I numeri riguardanti i crimini ambientali sul territorio italiano sono stati recentemente snocciolati dal rapporto di Legambiente Green Corruption, che evidenzia il risultato delle inchieste in cui la corruzione ha svolto un ruolo cruciale nel settore dei reati ambientali. Una sorta di Tangentopoli verde che coinvolge smaltimento dei rifiuti, rinnovabili, enogastronomia, appalti pubblici di opere importanti come il Mose di Venezia, alcuni cantieri dell’Alta Velocità, le ricostruzioni post-terremoto e i Grandi Eventi, e che si presenta non meno imponente del giro d’affari ecomafie. Il quadro desolante che emerge dal rapporto è che la corruzione è una costante del sistema italiano, che non risparmia nemmeno settori cruciali come la tutela del territorio e lo sviluppo di energia pulita.
Già nel rapporto Ecomafia 2015 Legambiente aveva sottolineato il business da capogiro delle ecomafie, 22 miliardi di euro l’anno: nell’ambito più vasto che comprende tutti i crimini ambientali scopriamo che nel 2014 vi sono state 233 inchieste portate avanti dalle procure italiane, che hanno portato all’arresto di 2.529 persone e alla denuncia di altre 2.016 per reati riguardanti la corruzione. In testa alla regioni la Lombardia con 31 indagini, 325 arresti e 126 denunce, seguita dalla Sicilia e dalla Campania. A ingolosire particolarmente è il settore degli appalti pubblici, ma sorprende in negativo scoprire il pesante fardello che la green corruption rappresenta per l’economia più innovativa e sostenibile, come ad esempio il settore del riciclo dei rifiuti o delle energie rinnovabili.
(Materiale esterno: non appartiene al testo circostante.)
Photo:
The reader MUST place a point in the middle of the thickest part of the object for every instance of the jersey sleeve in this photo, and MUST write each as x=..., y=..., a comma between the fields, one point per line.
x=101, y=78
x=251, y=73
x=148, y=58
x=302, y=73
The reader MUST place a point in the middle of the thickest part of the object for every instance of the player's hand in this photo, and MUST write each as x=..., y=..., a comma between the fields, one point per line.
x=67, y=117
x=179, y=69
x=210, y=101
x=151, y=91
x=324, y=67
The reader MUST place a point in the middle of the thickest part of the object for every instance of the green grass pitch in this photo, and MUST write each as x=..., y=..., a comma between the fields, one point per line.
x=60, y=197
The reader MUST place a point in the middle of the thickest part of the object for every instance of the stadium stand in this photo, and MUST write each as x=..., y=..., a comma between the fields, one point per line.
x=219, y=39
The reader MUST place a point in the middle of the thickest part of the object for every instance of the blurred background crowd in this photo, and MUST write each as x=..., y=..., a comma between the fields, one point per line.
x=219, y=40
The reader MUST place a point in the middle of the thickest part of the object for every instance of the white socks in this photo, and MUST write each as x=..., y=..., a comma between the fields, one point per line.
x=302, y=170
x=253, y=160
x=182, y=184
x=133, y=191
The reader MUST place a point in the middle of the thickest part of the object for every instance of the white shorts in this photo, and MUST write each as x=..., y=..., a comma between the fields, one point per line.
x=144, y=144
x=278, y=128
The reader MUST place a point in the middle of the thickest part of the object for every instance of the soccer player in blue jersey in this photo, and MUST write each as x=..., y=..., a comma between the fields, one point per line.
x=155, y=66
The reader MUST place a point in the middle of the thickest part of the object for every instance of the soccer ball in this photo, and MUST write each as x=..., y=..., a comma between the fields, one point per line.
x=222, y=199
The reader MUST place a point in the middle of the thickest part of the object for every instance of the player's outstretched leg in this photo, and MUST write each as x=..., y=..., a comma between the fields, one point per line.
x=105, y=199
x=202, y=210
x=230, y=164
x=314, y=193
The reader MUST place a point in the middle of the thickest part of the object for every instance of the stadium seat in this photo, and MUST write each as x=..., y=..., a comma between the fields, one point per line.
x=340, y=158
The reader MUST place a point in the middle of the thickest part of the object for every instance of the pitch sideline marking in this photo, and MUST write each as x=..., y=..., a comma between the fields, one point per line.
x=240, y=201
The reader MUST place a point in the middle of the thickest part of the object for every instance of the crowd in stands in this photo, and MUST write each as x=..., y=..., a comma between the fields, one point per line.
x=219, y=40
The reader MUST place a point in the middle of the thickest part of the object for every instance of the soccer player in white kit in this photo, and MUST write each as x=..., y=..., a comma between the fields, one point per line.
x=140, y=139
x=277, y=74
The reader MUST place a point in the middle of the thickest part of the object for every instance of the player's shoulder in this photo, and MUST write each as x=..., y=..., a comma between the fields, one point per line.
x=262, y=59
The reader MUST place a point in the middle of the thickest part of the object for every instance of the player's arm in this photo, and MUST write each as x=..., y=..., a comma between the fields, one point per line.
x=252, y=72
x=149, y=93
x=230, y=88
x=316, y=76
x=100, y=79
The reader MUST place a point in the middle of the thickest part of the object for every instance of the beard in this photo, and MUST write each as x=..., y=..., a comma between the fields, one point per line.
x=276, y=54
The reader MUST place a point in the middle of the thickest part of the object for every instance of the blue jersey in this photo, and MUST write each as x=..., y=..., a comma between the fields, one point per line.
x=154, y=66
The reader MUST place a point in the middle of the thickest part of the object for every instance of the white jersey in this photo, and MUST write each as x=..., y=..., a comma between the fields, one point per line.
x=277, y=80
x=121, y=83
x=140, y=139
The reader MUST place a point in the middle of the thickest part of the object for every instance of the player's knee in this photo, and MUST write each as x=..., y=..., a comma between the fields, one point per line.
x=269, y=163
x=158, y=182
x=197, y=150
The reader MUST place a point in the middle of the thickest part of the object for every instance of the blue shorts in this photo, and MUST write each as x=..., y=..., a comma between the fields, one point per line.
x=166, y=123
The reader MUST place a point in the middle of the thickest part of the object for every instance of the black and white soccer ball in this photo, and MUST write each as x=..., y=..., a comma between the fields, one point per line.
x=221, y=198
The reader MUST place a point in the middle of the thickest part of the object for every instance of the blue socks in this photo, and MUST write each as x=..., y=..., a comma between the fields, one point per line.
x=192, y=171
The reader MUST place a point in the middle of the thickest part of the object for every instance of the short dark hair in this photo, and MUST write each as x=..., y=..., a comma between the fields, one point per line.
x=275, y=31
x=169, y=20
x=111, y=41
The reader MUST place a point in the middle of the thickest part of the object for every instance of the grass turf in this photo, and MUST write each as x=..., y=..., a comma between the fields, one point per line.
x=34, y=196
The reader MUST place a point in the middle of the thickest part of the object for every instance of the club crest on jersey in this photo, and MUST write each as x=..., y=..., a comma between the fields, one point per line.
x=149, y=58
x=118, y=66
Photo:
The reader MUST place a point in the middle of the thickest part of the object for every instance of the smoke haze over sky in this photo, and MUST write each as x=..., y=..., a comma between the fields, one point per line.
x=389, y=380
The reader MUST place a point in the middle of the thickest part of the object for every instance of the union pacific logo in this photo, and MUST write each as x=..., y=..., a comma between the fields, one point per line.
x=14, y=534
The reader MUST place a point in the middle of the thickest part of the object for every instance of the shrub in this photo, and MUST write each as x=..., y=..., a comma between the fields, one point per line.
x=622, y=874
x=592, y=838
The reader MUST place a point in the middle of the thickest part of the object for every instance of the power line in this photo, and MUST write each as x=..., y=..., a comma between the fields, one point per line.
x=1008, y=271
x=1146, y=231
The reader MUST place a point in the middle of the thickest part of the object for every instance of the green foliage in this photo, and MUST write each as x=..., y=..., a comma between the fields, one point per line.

La direttrice nazionale di Legambiente Rossella Muroni ha sottolineato a margine di un intervento pubblico l’importanza di combattere ‘anche quella zona grigia, dove impera la corruzione che è diventata il principale nemico dell’ambiente a causa delle troppe amministrazioni colluse, degli appalti pilotati, degli amministratori disonesti e della gestione delle emergenze che consentono di aggirare regole e appalti trasparenti. La corruzione può servire per ottenere un determinato provvedimento o più semplicemente per far voltare dall’altra parte l’occhio vigile del funzionario, l’ultimo e traballante anello di una lunga catena di legalità‘. Non basta dunque la sola applicazione della legge sugli ecoreati, finalmente approvata pochi mesi fa dopo decenni di vuoto normativo, ma è evidentemente necessario un cambio di visione e di prospettiva, ‘verso un paradigma economico più giusto e in grado di sollecitare nuova fiducia, partecipazione e trasparenza, perché non ci si rassegni a pensare al malaffare come a un male senza rimedi‘.